Пластинка роста 6-недельной мыши была визуализирована с использованием описанного протокола и первичной организации ресничек, картированной в ткани. Было получено изображение всех трех областей пластины роста — покоящейся, пролиферативной и гипертрофированной — и оно было пропущено через аналитический конвейер (рис. 2A). Отдельные клетки могут быть идентифицированы с помощью окрашивания DAPI, при этом их цилиарная аксонема выделена красным цветом, а центриоли — зеленым. Разрешение при использовании этого метода достаточно высокое, чтобы различать отдельные центриоли (рис. 2B). При таком разрешении реснички можно визуализировать в их 3D-среде, указывая в разных направлениях (видео 1).

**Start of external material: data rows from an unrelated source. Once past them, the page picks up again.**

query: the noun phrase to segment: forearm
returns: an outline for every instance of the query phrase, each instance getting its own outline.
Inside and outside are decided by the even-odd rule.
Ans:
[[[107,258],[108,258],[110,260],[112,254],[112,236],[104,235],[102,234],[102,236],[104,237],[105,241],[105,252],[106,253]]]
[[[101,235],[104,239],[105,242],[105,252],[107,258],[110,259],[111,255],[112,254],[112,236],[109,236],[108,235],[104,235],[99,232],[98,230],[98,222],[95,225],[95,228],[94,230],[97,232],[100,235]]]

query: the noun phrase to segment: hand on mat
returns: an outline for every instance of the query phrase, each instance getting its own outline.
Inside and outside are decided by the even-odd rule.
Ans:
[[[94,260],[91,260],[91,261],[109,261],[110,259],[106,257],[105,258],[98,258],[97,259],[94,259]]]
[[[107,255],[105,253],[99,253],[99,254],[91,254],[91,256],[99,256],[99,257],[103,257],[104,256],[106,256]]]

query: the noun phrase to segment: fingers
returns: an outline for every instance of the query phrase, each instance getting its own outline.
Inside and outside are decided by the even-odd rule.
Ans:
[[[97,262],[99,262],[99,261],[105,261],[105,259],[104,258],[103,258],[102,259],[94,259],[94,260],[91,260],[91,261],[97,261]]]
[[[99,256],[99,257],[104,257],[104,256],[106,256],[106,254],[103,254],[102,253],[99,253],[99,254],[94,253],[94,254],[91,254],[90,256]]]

Изображения с более низким разрешением, с более высокими объективами увеличения, также могут быть получены для визуализации первичных ресничек на большей площади ткани; однако они не подходят для анализа ориентации ресничек в 3D. Например, первичные реснички в суставном хряще были визуализированы с помощью объектива 20x, что свидетельствует о том, что метод работает и на других тканях (рис. 2C). При этом разрешении можно идентифицировать ресничные аксонемы красного цвета, но центриоли различить сложнее. Субхондральная кость имеет тенденцию представлять много фонового сигнала GFP, что затрудняет идентификацию центриоля в этой ткани.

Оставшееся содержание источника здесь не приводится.